EnCana Corp (NYSE: ECA, TSX: ECA) boosts output at its nearby Weyburn field with CO2 piped from a North Dakota coal gasification plant. Costs will likely be shared among Penn West, the provincial and federal governments and SaskPower, which is owned by the province. The power utility has said it could cost about CAD1 billion to refit the Boundary Dam plant and CAD400 million to build pipelines. Penn West Energy Trust is a buy up to USD34.
Business Trusts
CI Financial Income Fund (TSX: CIX.UN, OTC: CIXUF) reported net sales of CAD265 million in May 2008, assets under management of CAD69.6 billion and total fee-earning assets of CAD105.1 billion as of May 31, 2008. During the month, retail assets under management grew by CAD1.7 billion, or 2.6 percent, to CAD66.8 billion. This represents a gain of CAD2.6 billion, or 4.1 percent for the year to date.
CI subsidiaries CI Investments and United Financial Corp had combined gross retail sales of CAD988 million and net sales of CAD265 million, consisting of CAD219 million in long-term funds and CAD46 million in money market funds. Maintaining momentum established during Canada’s registered retirement savings plan (akin to a US IRA) season, CI Financial Income Fund is a buy up to USD25.
Mullen Group Income Fund (TSX: MTL.UN, OTC: MNTZF) is buying Essential Energy Services Trust’s (TSX: ESN.UN, OTC: EEYUF) fluid-hauling and oilfield transport business units for CAD135 million.
The fluid-hauling businesses operate as Cascade Services in northern Alberta and northeastern British Columbia and as Jacar Energy Services in southern Alberta. The oilfield transport businesses operate as Circle D Transport & Rentals in southern Alberta, as Prime Oilfield Hauling in the Grande Prairie, Alberta, region, as Polege Oilfield Hauling in northern Alberta and northeastern British Columbia and as Leachman Oilfield Trucking in central/southern Alberta and Saskatchewan.

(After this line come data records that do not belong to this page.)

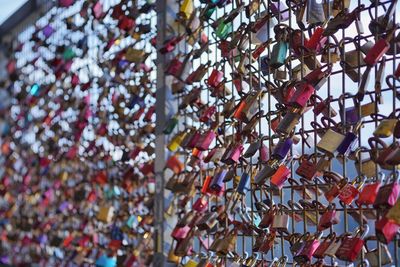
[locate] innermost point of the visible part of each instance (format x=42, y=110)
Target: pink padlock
x=205, y=140
x=302, y=95
x=233, y=154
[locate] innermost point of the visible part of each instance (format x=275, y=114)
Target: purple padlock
x=232, y=156
x=48, y=31
x=194, y=140
x=205, y=140
x=351, y=113
x=282, y=148
x=218, y=180
x=276, y=8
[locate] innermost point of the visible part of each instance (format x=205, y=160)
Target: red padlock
x=200, y=204
x=352, y=245
x=279, y=178
x=350, y=191
x=302, y=95
x=215, y=78
x=205, y=140
x=337, y=185
x=175, y=68
x=174, y=164
x=388, y=194
x=368, y=194
x=317, y=40
x=386, y=230
x=308, y=167
x=208, y=113
x=180, y=233
x=232, y=154
x=306, y=253
x=379, y=49
x=324, y=245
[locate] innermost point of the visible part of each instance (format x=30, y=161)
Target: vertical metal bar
x=160, y=140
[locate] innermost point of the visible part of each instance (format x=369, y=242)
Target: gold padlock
x=176, y=141
x=134, y=55
x=172, y=257
x=385, y=127
x=394, y=213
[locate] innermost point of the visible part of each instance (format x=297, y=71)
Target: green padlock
x=280, y=49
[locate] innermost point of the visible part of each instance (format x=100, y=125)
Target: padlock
x=280, y=49
x=232, y=154
x=179, y=233
x=200, y=204
x=337, y=183
x=105, y=214
x=205, y=140
x=176, y=141
x=380, y=48
x=365, y=166
x=207, y=114
x=380, y=155
x=334, y=246
x=280, y=222
x=386, y=230
x=279, y=178
x=268, y=216
x=307, y=251
x=308, y=166
x=329, y=217
x=302, y=95
x=369, y=192
x=325, y=244
x=223, y=29
x=352, y=246
x=248, y=107
x=388, y=193
x=186, y=9
x=393, y=214
x=331, y=139
x=323, y=106
x=174, y=164
x=288, y=122
x=264, y=242
x=184, y=246
x=303, y=191
x=349, y=140
x=385, y=127
x=282, y=149
x=350, y=191
x=298, y=242
x=376, y=258
x=215, y=155
x=217, y=181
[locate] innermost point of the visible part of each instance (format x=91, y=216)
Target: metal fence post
x=160, y=140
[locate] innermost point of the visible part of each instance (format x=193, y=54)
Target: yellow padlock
x=394, y=213
x=105, y=214
x=385, y=128
x=191, y=263
x=186, y=8
x=176, y=141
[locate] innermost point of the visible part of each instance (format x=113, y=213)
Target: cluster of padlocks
x=77, y=137
x=283, y=147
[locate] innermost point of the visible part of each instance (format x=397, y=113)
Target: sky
x=8, y=7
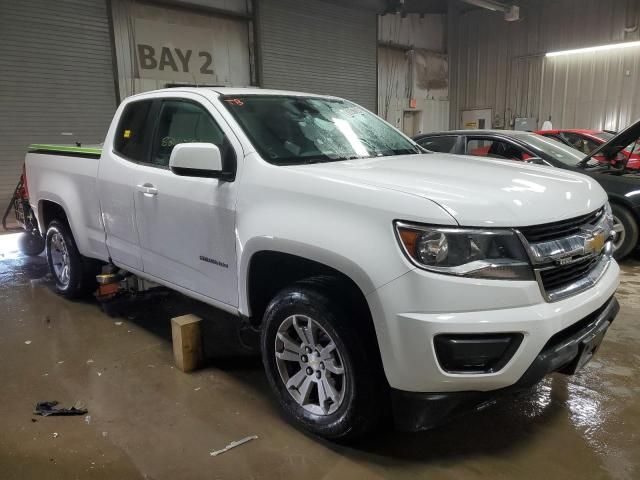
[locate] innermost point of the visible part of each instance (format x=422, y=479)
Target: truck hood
x=476, y=191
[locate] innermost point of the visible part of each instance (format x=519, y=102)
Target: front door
x=187, y=224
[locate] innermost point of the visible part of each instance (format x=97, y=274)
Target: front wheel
x=75, y=275
x=626, y=228
x=320, y=370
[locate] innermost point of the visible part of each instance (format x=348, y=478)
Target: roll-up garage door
x=57, y=81
x=318, y=47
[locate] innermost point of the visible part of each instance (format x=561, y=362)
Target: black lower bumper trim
x=563, y=353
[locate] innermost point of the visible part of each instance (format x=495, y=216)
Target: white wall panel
x=57, y=81
x=158, y=45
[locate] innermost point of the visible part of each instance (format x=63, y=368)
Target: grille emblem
x=594, y=243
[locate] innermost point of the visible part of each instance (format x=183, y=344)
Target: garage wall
x=413, y=90
x=158, y=45
x=318, y=47
x=501, y=65
x=57, y=81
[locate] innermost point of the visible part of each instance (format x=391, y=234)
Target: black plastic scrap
x=47, y=409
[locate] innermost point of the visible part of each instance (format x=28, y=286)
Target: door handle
x=147, y=189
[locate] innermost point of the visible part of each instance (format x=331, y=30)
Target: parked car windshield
x=561, y=152
x=292, y=130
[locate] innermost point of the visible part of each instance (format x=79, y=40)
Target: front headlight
x=468, y=252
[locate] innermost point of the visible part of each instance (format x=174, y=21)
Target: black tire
x=363, y=404
x=31, y=244
x=630, y=233
x=82, y=271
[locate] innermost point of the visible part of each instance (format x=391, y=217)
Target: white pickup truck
x=383, y=278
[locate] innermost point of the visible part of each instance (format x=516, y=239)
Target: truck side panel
x=49, y=177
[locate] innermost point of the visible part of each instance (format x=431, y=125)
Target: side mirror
x=197, y=160
x=535, y=161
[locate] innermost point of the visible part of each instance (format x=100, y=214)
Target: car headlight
x=469, y=252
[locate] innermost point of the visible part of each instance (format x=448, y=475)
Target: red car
x=588, y=140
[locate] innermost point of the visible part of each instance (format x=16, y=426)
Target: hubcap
x=310, y=365
x=618, y=227
x=60, y=259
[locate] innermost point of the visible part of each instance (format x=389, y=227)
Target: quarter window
x=184, y=122
x=495, y=149
x=438, y=144
x=130, y=138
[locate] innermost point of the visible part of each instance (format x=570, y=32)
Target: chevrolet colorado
x=382, y=279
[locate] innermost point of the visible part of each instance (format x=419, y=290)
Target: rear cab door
x=126, y=146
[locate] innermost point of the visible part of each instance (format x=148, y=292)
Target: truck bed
x=72, y=170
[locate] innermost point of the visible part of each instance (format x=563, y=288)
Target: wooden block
x=187, y=342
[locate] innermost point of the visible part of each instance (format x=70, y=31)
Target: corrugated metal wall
x=412, y=65
x=501, y=65
x=319, y=47
x=57, y=78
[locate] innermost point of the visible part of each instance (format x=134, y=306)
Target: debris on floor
x=235, y=444
x=47, y=409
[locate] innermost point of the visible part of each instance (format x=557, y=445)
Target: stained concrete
x=148, y=420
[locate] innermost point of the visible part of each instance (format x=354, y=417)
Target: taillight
x=25, y=189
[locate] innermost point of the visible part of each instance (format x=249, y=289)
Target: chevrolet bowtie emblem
x=594, y=243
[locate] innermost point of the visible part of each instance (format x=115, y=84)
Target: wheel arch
x=267, y=266
x=623, y=201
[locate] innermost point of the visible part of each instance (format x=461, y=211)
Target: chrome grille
x=570, y=256
x=561, y=229
x=558, y=277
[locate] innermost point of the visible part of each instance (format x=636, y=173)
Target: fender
x=309, y=252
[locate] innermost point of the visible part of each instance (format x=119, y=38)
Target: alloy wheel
x=60, y=259
x=310, y=365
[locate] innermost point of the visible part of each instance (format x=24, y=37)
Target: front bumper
x=564, y=353
x=409, y=312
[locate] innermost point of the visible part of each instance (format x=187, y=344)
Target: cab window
x=481, y=147
x=130, y=138
x=184, y=122
x=584, y=144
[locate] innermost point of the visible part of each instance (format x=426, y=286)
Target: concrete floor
x=148, y=420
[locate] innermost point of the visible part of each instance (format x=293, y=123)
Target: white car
x=380, y=276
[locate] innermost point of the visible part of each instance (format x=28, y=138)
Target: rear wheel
x=318, y=365
x=74, y=275
x=31, y=244
x=626, y=228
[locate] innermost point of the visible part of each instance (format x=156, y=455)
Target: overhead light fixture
x=599, y=48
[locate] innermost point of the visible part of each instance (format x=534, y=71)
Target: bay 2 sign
x=174, y=60
x=182, y=53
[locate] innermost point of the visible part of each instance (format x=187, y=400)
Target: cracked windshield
x=291, y=130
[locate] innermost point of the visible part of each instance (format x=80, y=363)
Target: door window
x=438, y=144
x=185, y=122
x=481, y=147
x=130, y=138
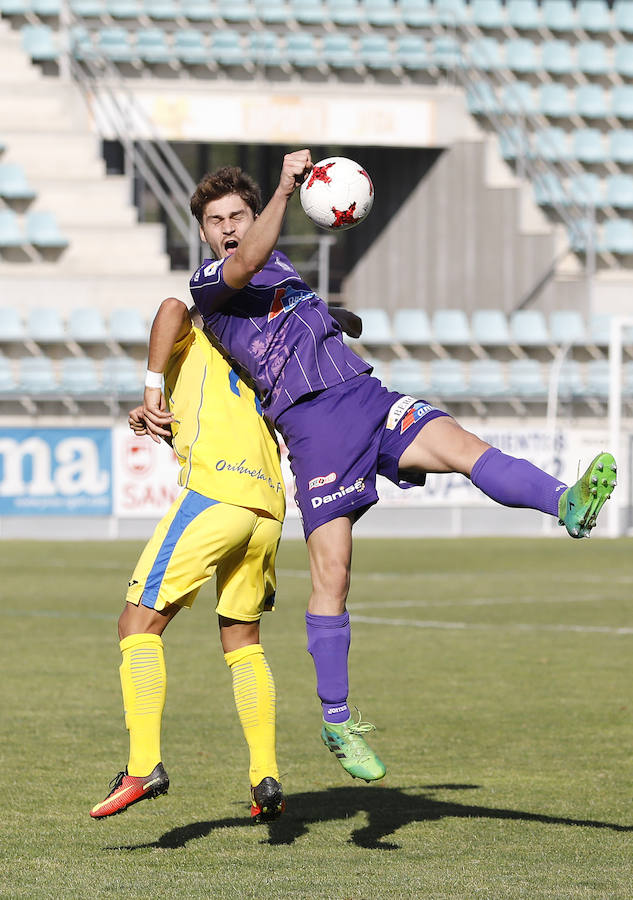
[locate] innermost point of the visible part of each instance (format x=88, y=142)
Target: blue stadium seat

Essential COO Ken Wagner will move to Mullen as president of the Cascade Services and Jacar Energy Services business units. The transaction, expected to close by July, will add more than 1,000 pieces of equipment to Mullen’s assets.
The deal could mean about CAD115 million in annual revenue, and Mullen forecast “operating margins consistent with other comparable business units.” Mullen Group Income Fund is a buy up to USD22. Hold Essential Energy Services Trust.
Real Estate Trusts
RioCan REIT (TSX: REI.UN, OTC: RIOCF) is entering a second 50-50 joint venture with Kimco Realty Corp (NYSE: KIM), RioKim II, to buy a 10-property portfolio located in central and eastern Canada. The portfolio includes approximately 1.1 million square feet of new format and strip retail centers.
The aggregate purchase price of the portfolio is approximately CAD156 million. RioCan will source, lease and manage any property in the joint venture and will be paid market fees for so doing.
The weighted average lease term of the portfolio is 9.3 years, and approximately 90 percent of the portfolio comprises national and regional tenants. The average age of the portfolio is 11.4 years, with a weighted average occupancy of 97.6 percent. The total debt assumed for the transaction is CAD82.6 million, with a weighted average term of 8.25 years and a weighted average interest rate of 6.25 percent. RioCan REIT is a buy up to USD25.